Exactly As Written

Fiction Suspense

Written in response to: "Write a story where everything your character writes comes true, just not in the way they intended." as part of The Tools of Creation with Angela Yuriko Smith.

She realized it the third time.

The first had been easy to dismiss.

Lila had written, almost absentmindedly, “I wish the rain would stop.” She’d been sitting at her kitchen table, pen tapping against the edge of a cheap spiral notebook, the kind she bought in bulk because she always thought she’d run out of words if she didn’t have enough paper.

It had been pouring all morning. The kind of rain that makes everything feel heavy. The kind that seeps into your chest.

So she wrote it.

A simple line.

A small wish.

And ten minutes later, the rain stopped.

Not softened. Not slowed. Stopped. As if someone had flipped a switch in the sky.

She had blinked at the window, then at the page.
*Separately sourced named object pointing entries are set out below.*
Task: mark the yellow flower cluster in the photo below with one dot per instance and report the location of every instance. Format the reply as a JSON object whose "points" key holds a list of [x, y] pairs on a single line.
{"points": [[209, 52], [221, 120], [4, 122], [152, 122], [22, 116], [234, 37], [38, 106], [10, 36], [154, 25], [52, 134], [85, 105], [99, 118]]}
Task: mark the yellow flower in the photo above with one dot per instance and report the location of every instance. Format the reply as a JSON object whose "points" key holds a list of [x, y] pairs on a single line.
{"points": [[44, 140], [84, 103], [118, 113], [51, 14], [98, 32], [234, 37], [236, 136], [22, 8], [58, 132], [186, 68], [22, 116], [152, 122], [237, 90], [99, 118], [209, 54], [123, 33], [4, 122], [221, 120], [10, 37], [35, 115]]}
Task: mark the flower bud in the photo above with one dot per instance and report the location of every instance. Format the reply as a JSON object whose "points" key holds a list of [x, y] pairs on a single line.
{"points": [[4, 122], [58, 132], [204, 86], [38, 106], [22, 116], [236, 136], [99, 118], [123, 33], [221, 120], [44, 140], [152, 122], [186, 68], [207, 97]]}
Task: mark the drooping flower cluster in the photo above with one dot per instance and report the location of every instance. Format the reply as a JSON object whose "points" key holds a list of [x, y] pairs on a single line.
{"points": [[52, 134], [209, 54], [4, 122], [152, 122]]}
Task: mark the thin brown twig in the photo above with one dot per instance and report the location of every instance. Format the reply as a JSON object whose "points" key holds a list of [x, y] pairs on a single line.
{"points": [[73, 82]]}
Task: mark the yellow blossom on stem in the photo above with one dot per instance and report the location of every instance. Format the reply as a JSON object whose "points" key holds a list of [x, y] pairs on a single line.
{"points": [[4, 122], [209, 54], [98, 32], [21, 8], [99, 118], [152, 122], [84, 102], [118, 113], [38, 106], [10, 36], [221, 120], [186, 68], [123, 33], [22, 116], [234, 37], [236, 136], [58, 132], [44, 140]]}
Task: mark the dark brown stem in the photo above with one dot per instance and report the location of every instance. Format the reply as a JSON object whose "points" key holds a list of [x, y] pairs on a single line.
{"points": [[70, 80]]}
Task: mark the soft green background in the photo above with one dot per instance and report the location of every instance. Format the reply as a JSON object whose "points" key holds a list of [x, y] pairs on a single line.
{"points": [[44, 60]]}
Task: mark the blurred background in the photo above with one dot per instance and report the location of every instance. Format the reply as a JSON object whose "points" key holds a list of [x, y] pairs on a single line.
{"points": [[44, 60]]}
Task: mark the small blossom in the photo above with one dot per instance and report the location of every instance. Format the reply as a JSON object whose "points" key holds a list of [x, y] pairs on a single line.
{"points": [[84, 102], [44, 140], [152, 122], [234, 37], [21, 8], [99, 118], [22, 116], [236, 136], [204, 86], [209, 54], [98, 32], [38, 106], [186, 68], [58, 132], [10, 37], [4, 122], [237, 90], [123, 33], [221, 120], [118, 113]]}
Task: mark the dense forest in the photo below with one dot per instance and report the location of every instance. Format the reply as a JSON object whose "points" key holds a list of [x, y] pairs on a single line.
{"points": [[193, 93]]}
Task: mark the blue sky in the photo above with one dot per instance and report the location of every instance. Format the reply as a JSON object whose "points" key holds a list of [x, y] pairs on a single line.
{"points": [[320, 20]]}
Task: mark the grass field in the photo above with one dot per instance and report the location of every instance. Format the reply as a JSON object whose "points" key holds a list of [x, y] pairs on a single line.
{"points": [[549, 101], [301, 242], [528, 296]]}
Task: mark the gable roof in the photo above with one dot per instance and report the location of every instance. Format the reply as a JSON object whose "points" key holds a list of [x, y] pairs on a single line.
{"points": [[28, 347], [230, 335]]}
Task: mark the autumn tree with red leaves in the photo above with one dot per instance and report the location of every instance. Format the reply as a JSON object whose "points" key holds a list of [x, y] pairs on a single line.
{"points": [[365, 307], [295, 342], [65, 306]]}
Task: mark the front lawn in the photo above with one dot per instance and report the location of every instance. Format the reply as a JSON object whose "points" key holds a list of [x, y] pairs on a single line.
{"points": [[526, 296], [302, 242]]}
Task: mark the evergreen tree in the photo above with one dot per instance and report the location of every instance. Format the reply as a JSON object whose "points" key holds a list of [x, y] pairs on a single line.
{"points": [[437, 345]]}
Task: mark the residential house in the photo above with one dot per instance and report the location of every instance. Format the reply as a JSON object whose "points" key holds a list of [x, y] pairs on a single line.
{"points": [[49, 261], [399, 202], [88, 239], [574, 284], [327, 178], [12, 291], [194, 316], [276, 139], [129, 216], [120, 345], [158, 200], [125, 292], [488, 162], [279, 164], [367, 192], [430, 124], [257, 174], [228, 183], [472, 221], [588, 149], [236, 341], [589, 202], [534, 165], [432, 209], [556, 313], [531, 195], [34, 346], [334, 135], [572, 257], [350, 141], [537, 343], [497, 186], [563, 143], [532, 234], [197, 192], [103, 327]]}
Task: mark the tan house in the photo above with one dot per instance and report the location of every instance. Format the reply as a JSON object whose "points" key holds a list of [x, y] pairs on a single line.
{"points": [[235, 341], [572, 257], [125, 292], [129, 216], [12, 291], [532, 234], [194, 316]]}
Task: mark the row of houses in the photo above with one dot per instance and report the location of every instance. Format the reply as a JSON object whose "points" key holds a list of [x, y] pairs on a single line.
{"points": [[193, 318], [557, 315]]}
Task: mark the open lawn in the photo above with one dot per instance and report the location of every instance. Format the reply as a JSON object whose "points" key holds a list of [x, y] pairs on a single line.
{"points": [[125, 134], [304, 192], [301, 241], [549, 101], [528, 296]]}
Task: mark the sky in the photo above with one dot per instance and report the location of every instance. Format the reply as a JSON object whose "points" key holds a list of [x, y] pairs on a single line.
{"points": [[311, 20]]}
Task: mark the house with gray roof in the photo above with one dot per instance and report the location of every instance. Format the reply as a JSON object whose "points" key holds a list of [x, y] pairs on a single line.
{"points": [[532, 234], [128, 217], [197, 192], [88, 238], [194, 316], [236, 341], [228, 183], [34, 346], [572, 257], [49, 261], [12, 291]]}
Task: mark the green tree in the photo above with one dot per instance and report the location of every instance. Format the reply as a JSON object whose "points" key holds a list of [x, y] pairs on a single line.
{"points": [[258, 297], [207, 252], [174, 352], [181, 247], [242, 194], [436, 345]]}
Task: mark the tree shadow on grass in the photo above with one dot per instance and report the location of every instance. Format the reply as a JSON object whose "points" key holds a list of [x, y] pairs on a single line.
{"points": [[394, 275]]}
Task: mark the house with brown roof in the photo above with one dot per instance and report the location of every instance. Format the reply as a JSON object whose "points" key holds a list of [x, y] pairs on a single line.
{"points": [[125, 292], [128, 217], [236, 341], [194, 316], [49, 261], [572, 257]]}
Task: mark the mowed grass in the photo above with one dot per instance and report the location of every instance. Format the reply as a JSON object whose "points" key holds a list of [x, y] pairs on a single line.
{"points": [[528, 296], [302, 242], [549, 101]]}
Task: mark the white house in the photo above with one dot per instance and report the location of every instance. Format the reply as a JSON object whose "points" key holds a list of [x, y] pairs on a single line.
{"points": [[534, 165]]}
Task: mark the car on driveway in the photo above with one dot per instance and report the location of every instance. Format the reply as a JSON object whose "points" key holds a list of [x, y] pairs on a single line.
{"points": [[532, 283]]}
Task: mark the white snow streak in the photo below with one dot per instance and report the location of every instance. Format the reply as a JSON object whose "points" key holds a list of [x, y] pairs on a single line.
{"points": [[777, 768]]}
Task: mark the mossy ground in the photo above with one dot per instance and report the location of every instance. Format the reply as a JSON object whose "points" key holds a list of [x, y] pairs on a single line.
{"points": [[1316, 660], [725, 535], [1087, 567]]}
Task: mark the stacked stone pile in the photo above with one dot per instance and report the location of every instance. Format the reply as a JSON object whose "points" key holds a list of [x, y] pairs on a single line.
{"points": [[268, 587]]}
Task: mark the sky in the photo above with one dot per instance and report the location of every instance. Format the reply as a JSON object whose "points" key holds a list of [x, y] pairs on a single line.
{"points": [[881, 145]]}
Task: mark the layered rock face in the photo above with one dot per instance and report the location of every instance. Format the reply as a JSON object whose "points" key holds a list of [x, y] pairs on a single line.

Coincidence, she told herself.

It happens.

Weather changes.

She crossed out the sentence anyway.

Just in case.

The second time felt stranger.

Her neighbor, Mr. Dorsey, had been arguing again. His voice carried through the thin apartment walls, sharp and bitter. Lila didn’t know who he was yelling at this time — sometimes it was his sister, sometimes his daughter, sometimes no one at all.

She pressed her palms over her ears, then reached for her notebook.

“I wish Mr. Dorsey would finally find some peace.”

She didn’t think much of it. It felt like a kind thing to write. A gentle hope.

That night, the building was silent.

Too silent.

The next morning, there were police outside. Quiet voices. A stretcher.

Mr. Dorsey had passed in his sleep.

“They said it was his heart,” someone whispered in the hallway. “At least he went peacefully.”

Lila stood in her doorway, the words echoing.

Peacefully.

Her stomach twisted.

That night, she tore the page out. Then she tore it again. And again. Until the words were nothing but thin white scraps in the trash.

The third time was the one that made her understand.

Because the third time, she tested it.

Carefully.

Deliberately.

Terrified.

She sat at her kitchen table again, the same notebook open in front of her. Her pen hovered, unmoving, as if it knew more than she did.

“This is stupid,” she whispered.

But her hand moved anyway.

“Tomorrow, I will find twenty dollars.”

She stared at the sentence. It felt harmless. Small. Controlled.

Money lost and found all the time.

Nothing bad about it.

Nothing dangerous.

She closed the notebook and pushed it away.

The next day, she found the money.

Folded neatly on the sidewalk outside her building.

Exactly twenty dollars.

Her heart jumped — not with excitement, but with something colder.

Because a few feet away, a woman was patting her pockets, her face pale with panic.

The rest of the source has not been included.